Anyway, I am just saying, if the scenario you paint is indeed true, then it'd be better served by an attempt to improve it or change it.

Adam Haskell said...

Seriously? Read my comment on the List, I even say on there I think it is good business to not sponsor things that have competitors sponsoring as well. Hell we never would have made some foolish official stance had Vince not brought it up and get things all stirred up. The story goes something like this:
1) GAE presentation was brought up by the board
2) Someone made a comment about concern with Adobe's thoughts on this
3) Being a member of OpenBD and the board for cfO I took it upon myself to contact Adobe about this.
4) Adobe made some comments and allowed me to draw my own conclusion. Personal opinions in the email aside it was a fair and honest email.
5) I pulled the trigger to have the presentation pulled from the "created by the board" list and consulted with Matt (we generally are the 2 opinionated folks that represent the CF community)
6) Made it clear later on that I/we would not contest community submitted topics.

i think were i went wrong is the title of the blog entry.

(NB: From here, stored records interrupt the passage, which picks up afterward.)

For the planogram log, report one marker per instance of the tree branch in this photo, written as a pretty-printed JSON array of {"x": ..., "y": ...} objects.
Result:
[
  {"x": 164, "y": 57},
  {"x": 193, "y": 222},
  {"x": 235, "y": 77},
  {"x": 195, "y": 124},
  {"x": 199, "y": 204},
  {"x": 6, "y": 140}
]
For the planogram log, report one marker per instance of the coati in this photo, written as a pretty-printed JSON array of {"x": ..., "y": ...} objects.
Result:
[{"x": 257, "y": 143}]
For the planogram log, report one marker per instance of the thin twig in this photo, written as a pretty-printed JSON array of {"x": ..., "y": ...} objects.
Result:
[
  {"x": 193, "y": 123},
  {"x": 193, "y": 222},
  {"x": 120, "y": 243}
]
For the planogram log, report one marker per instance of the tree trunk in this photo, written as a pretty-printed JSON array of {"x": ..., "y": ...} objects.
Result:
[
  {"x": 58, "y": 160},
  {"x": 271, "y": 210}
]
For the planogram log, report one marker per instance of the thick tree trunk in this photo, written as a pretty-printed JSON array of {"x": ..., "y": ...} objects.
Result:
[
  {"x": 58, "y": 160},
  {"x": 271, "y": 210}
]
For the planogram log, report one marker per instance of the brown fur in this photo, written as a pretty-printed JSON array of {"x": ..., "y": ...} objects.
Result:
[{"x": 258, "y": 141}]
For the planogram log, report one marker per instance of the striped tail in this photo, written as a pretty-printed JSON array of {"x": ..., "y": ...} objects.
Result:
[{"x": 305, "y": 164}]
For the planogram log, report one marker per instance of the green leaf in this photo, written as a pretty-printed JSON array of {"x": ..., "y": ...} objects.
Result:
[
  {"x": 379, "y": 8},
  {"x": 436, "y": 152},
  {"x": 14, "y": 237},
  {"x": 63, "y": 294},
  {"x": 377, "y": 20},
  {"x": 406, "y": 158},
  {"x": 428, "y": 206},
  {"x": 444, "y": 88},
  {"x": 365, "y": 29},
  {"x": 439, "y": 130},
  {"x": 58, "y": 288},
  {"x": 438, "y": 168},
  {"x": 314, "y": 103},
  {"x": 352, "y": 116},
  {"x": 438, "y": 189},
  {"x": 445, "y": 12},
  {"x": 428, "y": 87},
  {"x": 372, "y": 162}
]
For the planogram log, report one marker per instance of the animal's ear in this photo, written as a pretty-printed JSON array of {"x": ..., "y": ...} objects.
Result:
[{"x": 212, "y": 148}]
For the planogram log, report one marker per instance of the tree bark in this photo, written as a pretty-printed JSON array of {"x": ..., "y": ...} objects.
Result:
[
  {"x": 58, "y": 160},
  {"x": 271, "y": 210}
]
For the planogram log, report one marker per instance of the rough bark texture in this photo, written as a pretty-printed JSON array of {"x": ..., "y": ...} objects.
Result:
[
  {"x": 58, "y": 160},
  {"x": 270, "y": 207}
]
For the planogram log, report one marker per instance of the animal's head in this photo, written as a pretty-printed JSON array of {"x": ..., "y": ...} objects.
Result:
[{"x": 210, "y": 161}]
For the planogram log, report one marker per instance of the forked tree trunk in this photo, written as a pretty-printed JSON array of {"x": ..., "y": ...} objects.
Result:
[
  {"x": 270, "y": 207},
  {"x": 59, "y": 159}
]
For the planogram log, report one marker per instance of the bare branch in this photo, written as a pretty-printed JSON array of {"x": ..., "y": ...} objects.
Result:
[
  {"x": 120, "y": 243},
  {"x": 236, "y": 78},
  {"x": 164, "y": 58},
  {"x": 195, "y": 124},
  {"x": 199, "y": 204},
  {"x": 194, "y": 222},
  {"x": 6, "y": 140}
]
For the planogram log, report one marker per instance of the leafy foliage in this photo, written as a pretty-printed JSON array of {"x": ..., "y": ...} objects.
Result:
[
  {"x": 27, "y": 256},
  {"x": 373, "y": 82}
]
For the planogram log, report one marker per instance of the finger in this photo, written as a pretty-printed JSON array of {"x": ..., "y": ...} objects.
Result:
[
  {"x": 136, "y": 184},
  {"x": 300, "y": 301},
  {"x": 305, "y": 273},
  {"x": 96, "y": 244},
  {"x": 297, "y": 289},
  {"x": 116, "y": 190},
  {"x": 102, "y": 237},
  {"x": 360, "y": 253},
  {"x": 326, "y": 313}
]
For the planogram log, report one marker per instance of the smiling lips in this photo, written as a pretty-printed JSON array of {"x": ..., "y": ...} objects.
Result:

The reality is we do not want to endanger an event from a major sponsor it could be Adobe, Railo, hell even Microsoft. The point was not to be negative at Adobe or paint anyone as a villain it was to be official on the stance since it was murky and also to let people know why they may not see OpenBD around. I've stated for 1+ years now that we're more interested in presenting outside of CF community than in it. This just reinforces that sentiment. Example: http://cloudcomputingexpo.com/

remotesynth said...

Thanks for the clarification. Perhaps the response out of context of the originating thread made it appear differently than it was intended (especially where it veers off into validating NA's contributions to openBD which given your clarification sounds out of context..but I did not check the entire thread). I'm not sure personally it even required an "official" response but I can understand not wanting to get mired in politics.